If Joomla's update server is compromised, the attacker can replace the root metadata with a malicious copy which allows them to trick you into downloading and installing a malicious update, compromising your system.
If your host's server is compromised, an attacker may capture and modify the response of the Joomla update server in various ways such as directly changing the response data, resolving the Joomla update server to a malicious server under the attacker's control etc. This is, however, a very theoretical and rather improbable security concern. If someone has this kind of absolute control on your host's server, they can already hack your site directly instead of fooling you into maybe downloading a malicious update if their actions go undetected in the meantime.
If you are concerned about these possible attacks, there are many alternatives you can try if you suspect that your site is not being updated due to a TUF metadata problem.
First, you can install the update manually (it addresses updating your site, but not fixing the TUF metadata issue). Go to https://downloads.joomla.org/ and download the Upgrade Package for the Joomla! version you want to upgrade to in ZIP format.

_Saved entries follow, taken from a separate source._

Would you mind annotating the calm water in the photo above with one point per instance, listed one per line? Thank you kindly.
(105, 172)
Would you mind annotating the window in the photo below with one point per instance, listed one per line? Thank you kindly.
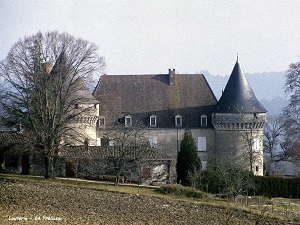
(203, 121)
(204, 165)
(178, 121)
(128, 121)
(146, 173)
(101, 122)
(201, 144)
(153, 142)
(255, 145)
(152, 121)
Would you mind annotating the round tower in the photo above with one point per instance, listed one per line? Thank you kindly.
(239, 121)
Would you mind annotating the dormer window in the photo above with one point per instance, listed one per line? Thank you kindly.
(152, 121)
(101, 121)
(178, 121)
(203, 121)
(128, 121)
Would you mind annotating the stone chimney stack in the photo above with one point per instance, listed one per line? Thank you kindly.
(172, 77)
(47, 67)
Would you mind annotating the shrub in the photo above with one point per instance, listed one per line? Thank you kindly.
(110, 178)
(179, 190)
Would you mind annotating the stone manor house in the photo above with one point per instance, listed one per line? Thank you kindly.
(230, 128)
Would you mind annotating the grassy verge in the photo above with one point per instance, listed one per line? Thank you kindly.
(167, 192)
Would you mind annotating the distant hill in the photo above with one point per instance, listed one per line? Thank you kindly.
(268, 88)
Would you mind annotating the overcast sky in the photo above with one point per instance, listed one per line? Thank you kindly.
(146, 37)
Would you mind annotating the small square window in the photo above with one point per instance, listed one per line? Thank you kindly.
(101, 122)
(128, 121)
(152, 122)
(203, 121)
(178, 121)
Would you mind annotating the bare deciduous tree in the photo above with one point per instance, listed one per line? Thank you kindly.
(291, 113)
(272, 139)
(44, 75)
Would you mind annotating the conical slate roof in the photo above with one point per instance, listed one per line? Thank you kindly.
(238, 96)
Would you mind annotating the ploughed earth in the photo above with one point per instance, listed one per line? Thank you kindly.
(30, 202)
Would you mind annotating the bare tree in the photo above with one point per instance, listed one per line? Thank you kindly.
(291, 113)
(44, 75)
(272, 139)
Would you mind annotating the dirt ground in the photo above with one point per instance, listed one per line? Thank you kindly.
(28, 202)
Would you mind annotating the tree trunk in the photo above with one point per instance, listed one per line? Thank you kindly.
(49, 167)
(46, 167)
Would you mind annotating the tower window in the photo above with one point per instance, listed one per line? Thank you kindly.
(128, 121)
(201, 144)
(152, 121)
(178, 121)
(203, 121)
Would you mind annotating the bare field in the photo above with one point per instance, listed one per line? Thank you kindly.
(32, 202)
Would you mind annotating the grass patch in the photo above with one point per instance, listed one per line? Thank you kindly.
(181, 191)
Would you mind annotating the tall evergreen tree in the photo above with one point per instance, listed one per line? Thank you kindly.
(188, 161)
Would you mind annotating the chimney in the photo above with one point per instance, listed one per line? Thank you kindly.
(172, 77)
(47, 67)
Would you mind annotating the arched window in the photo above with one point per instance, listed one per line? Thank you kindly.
(152, 121)
(178, 121)
(203, 120)
(128, 121)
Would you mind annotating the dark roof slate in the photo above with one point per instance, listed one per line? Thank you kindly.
(238, 96)
(99, 152)
(143, 95)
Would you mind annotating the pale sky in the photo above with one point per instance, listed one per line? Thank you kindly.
(149, 37)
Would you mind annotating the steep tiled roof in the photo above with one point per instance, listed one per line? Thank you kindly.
(144, 95)
(98, 152)
(238, 96)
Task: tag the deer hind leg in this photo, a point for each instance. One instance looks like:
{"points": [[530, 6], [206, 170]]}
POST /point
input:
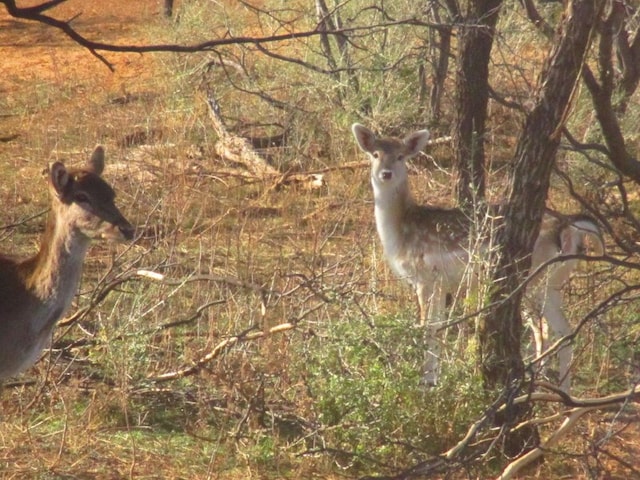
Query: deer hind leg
{"points": [[432, 307], [552, 312]]}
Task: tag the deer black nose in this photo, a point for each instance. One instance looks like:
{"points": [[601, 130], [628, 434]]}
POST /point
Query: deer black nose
{"points": [[127, 230]]}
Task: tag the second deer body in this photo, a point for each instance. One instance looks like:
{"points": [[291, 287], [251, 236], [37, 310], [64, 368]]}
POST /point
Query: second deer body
{"points": [[430, 247]]}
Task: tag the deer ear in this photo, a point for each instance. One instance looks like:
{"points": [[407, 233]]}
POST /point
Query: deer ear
{"points": [[417, 141], [96, 162], [571, 240], [59, 178], [366, 138]]}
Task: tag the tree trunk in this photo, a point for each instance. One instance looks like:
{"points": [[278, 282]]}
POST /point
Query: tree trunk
{"points": [[501, 326], [472, 89]]}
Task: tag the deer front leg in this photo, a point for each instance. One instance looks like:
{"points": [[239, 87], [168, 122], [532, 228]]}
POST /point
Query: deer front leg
{"points": [[552, 312], [431, 304]]}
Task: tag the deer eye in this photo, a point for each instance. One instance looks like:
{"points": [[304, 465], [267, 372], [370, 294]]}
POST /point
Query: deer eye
{"points": [[81, 197]]}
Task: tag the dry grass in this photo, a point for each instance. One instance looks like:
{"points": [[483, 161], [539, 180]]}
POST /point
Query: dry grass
{"points": [[239, 259]]}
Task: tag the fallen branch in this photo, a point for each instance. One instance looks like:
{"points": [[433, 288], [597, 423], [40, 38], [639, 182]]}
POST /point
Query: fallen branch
{"points": [[240, 150], [250, 334], [573, 415]]}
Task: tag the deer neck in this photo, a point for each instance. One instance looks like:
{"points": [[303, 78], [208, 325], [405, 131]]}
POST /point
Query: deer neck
{"points": [[391, 205], [54, 273]]}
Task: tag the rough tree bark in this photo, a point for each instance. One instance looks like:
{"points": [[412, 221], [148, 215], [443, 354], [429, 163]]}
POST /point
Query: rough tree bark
{"points": [[472, 95], [501, 326]]}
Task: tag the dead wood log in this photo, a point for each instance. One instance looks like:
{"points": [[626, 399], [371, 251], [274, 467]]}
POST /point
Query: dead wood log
{"points": [[240, 151]]}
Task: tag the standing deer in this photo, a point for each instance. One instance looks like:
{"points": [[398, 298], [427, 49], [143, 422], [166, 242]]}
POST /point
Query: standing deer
{"points": [[35, 293], [430, 247]]}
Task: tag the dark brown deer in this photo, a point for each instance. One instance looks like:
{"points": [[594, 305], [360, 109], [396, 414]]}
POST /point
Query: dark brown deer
{"points": [[35, 293]]}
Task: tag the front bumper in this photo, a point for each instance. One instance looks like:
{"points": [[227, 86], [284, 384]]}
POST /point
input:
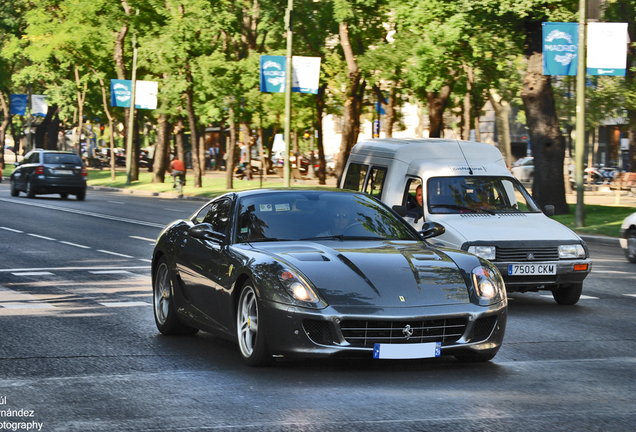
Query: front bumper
{"points": [[565, 274], [298, 332]]}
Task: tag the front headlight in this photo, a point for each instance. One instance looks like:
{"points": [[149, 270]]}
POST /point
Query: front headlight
{"points": [[486, 252], [297, 287], [571, 251], [489, 284]]}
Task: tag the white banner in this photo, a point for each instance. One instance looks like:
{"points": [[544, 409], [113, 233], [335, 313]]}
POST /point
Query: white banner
{"points": [[607, 48]]}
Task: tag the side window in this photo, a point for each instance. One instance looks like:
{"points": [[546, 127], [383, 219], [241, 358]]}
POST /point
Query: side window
{"points": [[355, 176], [375, 182], [219, 215]]}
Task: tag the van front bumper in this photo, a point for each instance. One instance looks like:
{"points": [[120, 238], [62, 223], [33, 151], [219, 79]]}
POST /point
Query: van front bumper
{"points": [[567, 272]]}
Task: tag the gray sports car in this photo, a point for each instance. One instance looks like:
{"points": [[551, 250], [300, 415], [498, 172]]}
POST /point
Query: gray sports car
{"points": [[315, 273]]}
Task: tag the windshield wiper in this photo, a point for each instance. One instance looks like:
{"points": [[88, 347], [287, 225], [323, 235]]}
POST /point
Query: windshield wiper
{"points": [[456, 207]]}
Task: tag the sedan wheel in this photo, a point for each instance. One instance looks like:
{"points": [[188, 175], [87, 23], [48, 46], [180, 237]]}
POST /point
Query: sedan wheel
{"points": [[165, 315], [250, 329], [630, 252], [568, 294]]}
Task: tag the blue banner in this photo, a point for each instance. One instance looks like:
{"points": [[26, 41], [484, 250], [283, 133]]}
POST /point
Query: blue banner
{"points": [[272, 76], [18, 104], [120, 93], [560, 48]]}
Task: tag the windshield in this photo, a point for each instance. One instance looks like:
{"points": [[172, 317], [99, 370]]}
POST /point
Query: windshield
{"points": [[315, 215], [478, 194]]}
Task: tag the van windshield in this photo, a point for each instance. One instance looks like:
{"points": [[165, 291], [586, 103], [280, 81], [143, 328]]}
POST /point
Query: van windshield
{"points": [[478, 194]]}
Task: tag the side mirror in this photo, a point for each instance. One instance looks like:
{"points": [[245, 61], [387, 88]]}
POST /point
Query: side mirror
{"points": [[205, 231], [431, 229]]}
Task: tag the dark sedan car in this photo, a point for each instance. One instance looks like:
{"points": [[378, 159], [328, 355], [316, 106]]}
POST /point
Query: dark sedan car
{"points": [[50, 172], [308, 273]]}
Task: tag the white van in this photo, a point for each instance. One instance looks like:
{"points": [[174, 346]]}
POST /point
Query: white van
{"points": [[483, 209]]}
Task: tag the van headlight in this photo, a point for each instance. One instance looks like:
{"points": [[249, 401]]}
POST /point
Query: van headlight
{"points": [[486, 252], [571, 251], [488, 283]]}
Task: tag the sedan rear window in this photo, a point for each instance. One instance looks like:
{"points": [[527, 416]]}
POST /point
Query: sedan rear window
{"points": [[61, 158]]}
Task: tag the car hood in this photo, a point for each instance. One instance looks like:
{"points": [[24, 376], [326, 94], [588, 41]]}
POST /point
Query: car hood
{"points": [[376, 273], [505, 227]]}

Then go to your site's System, Update, Joomla and click on Upload and Update. You can now use the ZIP file your downloaded to update Joomla.
Note | |
---|---|
The question is, if you do not trust Joomla's update server to not be compromised, why do you trust Joomla's download server to not be compromised either? If you suspect your network is insecure, how do you trust it to download Joomla? This is the main reason why we do not consider the "Joomla's update server might be compromised" to be a real security concern. You either trust the Joomla organisation, or not. If you have a valid reason to suspect that you are being targeted, you can try to verify the update files. Compare the file you download from Joomla's download servers with the file you download from Joomla's GitHub Releases page. The sizes (down to the byte) and checksums (MD5, SHA-1, SHA-256, and SHA-512) of the two files MUST be identical. If they are not, something is wrong. Your network may be caching files for too long (very likely), your network / Internet gateway is compromised (less likely, but we've actually seen that before, affecting only the clients one tiny ISP in a sparsely populated area in the USA), or Joomla itself is fully compromised (astronomically unlikely). |
As noted, this does not fix the cached TUF metadata issue which might be why you are not receiving updates. To fix that, you will have to edit the #__tuf_metadata record for Joomla in the database. You will need to remove the contents of the targets, snapshot, timestamp, and mirrors columns. You will also need to replace the contents of the root column. Which brings us to the next question. Where can you get this information from?
The safest place to get that information from is another site, which is known to be reliably locating updates for the same Joomla version as the stricken site. Copy that information from the known good site to the stricken site. Then go to System, Update, Joomla, and click on Check For Updates if necessary.
The other place you can find this information is Joomla's update server: https://update.joomla.org/cms/root.json. However, this is exactly where Admin Tools retrieves this information from. If you do not trust your host's server you can check the information Admin Tools retrieved with what you retrieve from two separate network connections (e.g. your regular wired Internet connection, and a mobile Internet connection – make sure to turn WiFi off on your mobile device!). If the information matches, you can trust your host's network and let the matter rest. If the information is different, fix it in your database and let your host know that they have a problem: they are either caching this information on their end for too long (most likely), or their server is compromised (least likely).